Bug 1370115

Summary: ElasticSearch should auto tune its memory usage based on the container limit
Product: OpenShift Container Platform Reporter: Dan McPherson <dmcphers>
Component: LoggingAssignee: Jeff Cantrill <jcantril>
Status: CLOSED ERRATA QA Contact: chunchen <chunchen>
Severity: high Docs Contact:
Priority: high    
Version: 3.3.0CC: aos-bugs, jcantril, lvlcek, penli, rmeggins, tdawson, wsun, xiazhao
Target Milestone: ---   
Target Release: ---   
Hardware: Unspecified   
OS: Unspecified   
Whiteboard:
Fixed In Version: Doc Type: Enhancement
Doc Text:
Feature: Auto-tune Elasticsearch memory heap usage based on container limit Reason: Elasticsearch recommends hard limits for proper usage and these limits may significantly exceed what is available to the container. Elasticsearch should limit itself from the onset.
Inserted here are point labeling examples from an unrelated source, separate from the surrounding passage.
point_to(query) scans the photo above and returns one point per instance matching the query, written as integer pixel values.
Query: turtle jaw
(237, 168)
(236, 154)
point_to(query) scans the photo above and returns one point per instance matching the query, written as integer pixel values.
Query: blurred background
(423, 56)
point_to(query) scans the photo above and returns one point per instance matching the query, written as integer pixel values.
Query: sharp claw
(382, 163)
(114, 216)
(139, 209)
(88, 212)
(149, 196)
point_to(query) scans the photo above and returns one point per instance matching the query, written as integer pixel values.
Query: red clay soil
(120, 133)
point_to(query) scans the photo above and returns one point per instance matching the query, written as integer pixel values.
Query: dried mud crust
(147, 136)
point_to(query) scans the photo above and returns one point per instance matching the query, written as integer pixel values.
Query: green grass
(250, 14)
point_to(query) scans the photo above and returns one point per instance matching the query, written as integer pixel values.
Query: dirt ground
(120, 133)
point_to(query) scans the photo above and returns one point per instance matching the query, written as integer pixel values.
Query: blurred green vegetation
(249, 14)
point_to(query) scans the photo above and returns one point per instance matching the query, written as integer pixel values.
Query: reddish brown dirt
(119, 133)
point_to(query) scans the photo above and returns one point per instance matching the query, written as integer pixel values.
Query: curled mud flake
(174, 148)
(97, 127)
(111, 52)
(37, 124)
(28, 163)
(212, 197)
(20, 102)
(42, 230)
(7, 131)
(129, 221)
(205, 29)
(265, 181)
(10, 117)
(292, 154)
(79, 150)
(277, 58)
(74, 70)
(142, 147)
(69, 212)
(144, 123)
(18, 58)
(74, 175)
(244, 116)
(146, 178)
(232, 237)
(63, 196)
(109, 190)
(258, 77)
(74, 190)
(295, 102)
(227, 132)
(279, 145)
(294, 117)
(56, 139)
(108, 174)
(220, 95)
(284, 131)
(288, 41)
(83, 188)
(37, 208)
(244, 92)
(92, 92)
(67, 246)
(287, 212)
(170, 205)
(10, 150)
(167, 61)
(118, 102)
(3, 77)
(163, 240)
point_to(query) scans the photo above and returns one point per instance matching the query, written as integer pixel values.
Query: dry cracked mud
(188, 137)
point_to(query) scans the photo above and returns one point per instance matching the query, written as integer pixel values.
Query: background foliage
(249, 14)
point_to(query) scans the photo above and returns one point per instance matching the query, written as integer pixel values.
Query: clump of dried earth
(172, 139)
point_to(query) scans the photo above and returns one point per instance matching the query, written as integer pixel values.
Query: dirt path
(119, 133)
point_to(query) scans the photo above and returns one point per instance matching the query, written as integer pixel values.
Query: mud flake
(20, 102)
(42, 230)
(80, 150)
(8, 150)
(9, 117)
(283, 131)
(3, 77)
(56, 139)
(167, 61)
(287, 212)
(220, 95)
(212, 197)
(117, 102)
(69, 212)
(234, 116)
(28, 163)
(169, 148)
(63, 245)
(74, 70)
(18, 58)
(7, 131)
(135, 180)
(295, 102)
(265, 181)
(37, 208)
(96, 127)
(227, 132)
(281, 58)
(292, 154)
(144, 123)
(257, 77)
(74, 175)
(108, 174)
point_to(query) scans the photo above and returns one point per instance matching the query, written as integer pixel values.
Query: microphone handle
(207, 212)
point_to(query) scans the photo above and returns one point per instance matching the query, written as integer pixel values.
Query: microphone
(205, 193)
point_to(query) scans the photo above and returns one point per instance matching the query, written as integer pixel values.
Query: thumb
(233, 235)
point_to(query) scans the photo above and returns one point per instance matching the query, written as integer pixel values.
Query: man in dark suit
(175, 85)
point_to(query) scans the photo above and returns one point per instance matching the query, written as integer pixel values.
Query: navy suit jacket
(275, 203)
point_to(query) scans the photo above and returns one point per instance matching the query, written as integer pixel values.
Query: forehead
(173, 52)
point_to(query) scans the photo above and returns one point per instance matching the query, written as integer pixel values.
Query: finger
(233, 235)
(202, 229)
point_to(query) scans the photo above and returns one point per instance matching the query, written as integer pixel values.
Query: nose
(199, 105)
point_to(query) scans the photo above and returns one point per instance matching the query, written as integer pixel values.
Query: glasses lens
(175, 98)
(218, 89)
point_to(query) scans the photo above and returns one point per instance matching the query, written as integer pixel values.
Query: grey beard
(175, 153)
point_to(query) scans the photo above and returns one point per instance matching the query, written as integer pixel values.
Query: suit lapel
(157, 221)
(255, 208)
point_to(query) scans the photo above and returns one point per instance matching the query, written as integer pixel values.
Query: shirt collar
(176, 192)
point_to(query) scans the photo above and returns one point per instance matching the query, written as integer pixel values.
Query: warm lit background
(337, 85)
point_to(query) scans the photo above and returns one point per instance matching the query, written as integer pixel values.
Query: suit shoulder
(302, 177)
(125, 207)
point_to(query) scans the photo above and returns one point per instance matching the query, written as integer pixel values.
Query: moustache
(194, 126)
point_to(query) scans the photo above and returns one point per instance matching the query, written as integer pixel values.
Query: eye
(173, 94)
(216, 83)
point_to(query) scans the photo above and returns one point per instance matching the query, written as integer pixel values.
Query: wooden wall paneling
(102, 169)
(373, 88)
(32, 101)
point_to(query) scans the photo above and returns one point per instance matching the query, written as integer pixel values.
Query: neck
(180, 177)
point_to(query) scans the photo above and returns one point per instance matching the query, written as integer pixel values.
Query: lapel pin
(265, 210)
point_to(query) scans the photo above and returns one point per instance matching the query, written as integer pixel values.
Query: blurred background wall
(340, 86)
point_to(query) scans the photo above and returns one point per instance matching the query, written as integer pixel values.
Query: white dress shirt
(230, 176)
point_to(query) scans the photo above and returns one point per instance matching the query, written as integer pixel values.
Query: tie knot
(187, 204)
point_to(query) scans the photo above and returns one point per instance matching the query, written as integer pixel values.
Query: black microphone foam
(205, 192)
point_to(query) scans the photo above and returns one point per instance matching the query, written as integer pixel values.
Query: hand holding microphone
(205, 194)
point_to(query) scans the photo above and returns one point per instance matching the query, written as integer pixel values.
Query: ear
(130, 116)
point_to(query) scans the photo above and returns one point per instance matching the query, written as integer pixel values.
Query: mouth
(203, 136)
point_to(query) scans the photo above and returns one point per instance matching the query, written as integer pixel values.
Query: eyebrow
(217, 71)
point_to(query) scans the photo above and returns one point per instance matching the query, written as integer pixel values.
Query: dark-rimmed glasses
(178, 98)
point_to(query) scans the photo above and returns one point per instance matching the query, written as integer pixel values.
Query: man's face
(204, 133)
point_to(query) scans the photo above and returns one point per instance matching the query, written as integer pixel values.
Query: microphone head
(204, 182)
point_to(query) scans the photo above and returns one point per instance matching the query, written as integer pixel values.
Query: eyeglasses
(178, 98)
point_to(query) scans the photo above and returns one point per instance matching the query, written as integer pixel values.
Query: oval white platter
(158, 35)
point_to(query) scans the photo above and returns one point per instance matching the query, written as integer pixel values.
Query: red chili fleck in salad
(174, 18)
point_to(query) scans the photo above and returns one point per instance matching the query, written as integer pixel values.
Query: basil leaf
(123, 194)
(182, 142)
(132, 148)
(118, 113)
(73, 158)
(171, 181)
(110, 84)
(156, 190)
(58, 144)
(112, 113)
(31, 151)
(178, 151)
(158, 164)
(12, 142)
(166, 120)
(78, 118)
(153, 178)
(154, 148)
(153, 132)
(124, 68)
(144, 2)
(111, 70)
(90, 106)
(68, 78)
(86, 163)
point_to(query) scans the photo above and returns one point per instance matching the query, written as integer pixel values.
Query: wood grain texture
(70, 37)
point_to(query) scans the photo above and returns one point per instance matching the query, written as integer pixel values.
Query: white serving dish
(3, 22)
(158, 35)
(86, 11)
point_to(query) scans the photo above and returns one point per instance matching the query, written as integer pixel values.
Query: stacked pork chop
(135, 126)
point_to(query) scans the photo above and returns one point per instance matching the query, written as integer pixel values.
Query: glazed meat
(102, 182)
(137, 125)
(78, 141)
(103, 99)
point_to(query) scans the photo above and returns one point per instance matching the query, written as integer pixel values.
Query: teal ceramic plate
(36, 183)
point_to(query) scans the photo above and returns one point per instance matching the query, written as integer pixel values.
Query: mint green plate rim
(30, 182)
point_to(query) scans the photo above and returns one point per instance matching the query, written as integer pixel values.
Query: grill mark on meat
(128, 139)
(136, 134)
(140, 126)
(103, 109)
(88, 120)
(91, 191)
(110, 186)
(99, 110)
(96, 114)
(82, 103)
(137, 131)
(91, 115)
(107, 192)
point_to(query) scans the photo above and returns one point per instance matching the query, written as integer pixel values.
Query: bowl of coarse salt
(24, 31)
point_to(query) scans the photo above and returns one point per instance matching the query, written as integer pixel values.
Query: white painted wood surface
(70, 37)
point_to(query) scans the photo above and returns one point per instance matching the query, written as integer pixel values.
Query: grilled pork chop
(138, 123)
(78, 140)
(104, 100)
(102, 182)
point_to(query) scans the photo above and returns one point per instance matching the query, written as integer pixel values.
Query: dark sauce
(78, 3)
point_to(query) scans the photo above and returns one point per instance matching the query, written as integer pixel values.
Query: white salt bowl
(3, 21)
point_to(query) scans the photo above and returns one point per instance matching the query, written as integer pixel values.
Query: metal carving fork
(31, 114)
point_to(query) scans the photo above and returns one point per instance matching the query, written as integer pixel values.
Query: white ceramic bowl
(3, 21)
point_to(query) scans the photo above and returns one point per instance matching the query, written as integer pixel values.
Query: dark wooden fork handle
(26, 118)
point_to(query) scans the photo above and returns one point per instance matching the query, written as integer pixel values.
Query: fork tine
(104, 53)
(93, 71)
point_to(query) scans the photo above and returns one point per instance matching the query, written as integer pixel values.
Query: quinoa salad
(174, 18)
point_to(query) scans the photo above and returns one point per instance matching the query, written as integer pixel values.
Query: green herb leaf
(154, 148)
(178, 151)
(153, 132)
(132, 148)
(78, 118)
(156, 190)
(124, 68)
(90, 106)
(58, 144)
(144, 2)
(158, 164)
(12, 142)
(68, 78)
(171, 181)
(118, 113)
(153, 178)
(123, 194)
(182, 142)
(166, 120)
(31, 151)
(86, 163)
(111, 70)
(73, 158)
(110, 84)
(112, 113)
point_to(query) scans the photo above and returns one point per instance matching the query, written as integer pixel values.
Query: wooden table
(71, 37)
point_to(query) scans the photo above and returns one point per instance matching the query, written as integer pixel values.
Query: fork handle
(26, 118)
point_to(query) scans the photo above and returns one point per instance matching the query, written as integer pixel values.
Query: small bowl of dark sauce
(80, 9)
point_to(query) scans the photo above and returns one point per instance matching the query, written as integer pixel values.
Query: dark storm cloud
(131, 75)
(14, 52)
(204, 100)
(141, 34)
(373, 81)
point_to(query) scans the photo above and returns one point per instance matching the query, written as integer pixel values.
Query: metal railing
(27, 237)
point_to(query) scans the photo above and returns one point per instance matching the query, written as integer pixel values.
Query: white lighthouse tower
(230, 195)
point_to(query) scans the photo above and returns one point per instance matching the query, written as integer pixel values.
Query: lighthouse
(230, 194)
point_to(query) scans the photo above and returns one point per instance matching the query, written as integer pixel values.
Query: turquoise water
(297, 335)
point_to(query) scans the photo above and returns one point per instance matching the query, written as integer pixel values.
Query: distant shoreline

Result: The container runscript evaluates the available memory and sets the min and max heap size.
Story Points: ---
Clone Of: Environment:
Last Closed: 2016-09-27 09:46:01 UTC Type: Bug
Regression: --- Mount Type: ---
Documentation: --- CRM:
Verified Versions: Category: ---
oVirt Team: --- RHEL 7.3 requirements from Atomic Host:
Cloudforms Team: --- Target Upstream Version:
Embargoed:

Description Dan McPherson 2016-08-25 11:04:09 UTC
You can accomplish this in a couple of ways:

1) Read from the cgroup value directly

CONTAINER_MEMORY_IN_BYTES=`cat /sys/fs/cgroup/memory/memory.limit_in_bytes`


or 2) Use the downward api

env:
  - name: MEM_LIMIT
    valueFrom:
      resourceFieldRef:
        resource: limits.memory

A typical approach is to tune the heap size to 60-70% of the limit value to allow room for native memory from the JVM.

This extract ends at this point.